Malaysia has approved a one-year extension to the search for Malaysia Airlines Flight MH370, reviving one of aviation's most enduring mysteries more than a decade after the aircraft vanished.
The Boeing 777 disappeared on March 8, 2014, while flying from Kuala Lumpur to Beijing with 239 people on board, 227 passengers and 12 crew members, mostly Chinese nationals. Despite years of multinational searches across vast stretches of the Indian Ocean, investigators have never located the main wreckage or determined what caused the plane to veer off course.

The Extension
Transport Minister Anthony Loke confirmed on June 29 that the Cabinet approved the extension during its meeting on June 26, giving the green light to continue operations with marine robotics firm Ocean Infinity. The renewed agreement takes effect from July 1, 2026 to June 30, 2027, and maintains all existing terms, including the "no find, no fee" arrangement under which Malaysia will pay $70 million only if the wreckage is located.
The extension will allow Ocean Infinity to complete the remaining 7,428.54-square-kilometer search area in the Indian Ocean.
The Search History
The original underwater search, conducted jointly by Malaysia, Australia, and China, scoured roughly 120,000 square kilometers of seabed before ending in 2017 without finding the plane. A subsequent 2018 search by Ocean Infinity also came up empty.
Malaysia signed a new contract with Ocean Infinity in 2025 to resume the search within a 15,000-square-kilometer zone, of which roughly half has now been covered.
Pieces of debris confirmed or believed to be from MH370 have washed ashore on islands and coastlines across the western Indian Ocean, including Reunion Island, Madagascar, and Mozambique. These fragments confirmed the aircraft ended its flight in the ocean but offered limited clues about its precise resting place.

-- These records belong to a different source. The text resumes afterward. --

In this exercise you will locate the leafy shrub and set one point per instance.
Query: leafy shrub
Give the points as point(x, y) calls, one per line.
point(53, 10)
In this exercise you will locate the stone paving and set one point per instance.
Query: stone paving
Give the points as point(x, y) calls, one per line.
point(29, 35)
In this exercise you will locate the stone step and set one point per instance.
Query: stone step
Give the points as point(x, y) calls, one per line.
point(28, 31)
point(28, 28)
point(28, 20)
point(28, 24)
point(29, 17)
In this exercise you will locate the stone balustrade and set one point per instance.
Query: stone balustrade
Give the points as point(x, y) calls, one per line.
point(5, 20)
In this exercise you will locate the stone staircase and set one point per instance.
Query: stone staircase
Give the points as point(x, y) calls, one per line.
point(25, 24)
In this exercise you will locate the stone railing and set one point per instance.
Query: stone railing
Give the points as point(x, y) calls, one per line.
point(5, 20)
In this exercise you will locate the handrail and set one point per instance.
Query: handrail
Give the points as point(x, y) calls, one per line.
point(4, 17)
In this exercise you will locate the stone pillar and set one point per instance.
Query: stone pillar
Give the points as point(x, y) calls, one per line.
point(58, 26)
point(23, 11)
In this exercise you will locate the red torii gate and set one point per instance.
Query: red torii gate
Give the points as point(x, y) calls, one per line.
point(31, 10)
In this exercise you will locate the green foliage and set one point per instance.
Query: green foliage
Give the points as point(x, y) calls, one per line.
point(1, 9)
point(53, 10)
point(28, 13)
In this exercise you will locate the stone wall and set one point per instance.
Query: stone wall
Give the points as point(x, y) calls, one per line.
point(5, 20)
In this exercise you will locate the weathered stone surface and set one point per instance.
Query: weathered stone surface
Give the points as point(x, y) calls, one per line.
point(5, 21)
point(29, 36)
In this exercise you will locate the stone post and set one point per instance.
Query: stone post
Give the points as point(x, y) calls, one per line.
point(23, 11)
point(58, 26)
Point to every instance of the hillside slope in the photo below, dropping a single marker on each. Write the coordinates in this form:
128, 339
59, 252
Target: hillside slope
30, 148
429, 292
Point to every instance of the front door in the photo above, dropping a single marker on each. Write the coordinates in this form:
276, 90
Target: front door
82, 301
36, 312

What Caused the Disappearance
The cause of the disappearance remains unknown. Investigators have considered a range of scenarios, from mechanical failure and fire to deliberate action by someone in the cockpit. A 2018 Malaysian safety report acknowledged that the plane's course was likely changed manually but stopped short of assigning blame.
What It Means for Families
For the families of the 239 people on board, the announcement marks another chapter in a long fight for resolution. Relatives have repeatedly pressed Malaysian authorities to continue searching, arguing that closure depends on locating the aircraft and recovering any remains. Many have campaigned for years through advocacy groups and legal action to keep the case from being closed.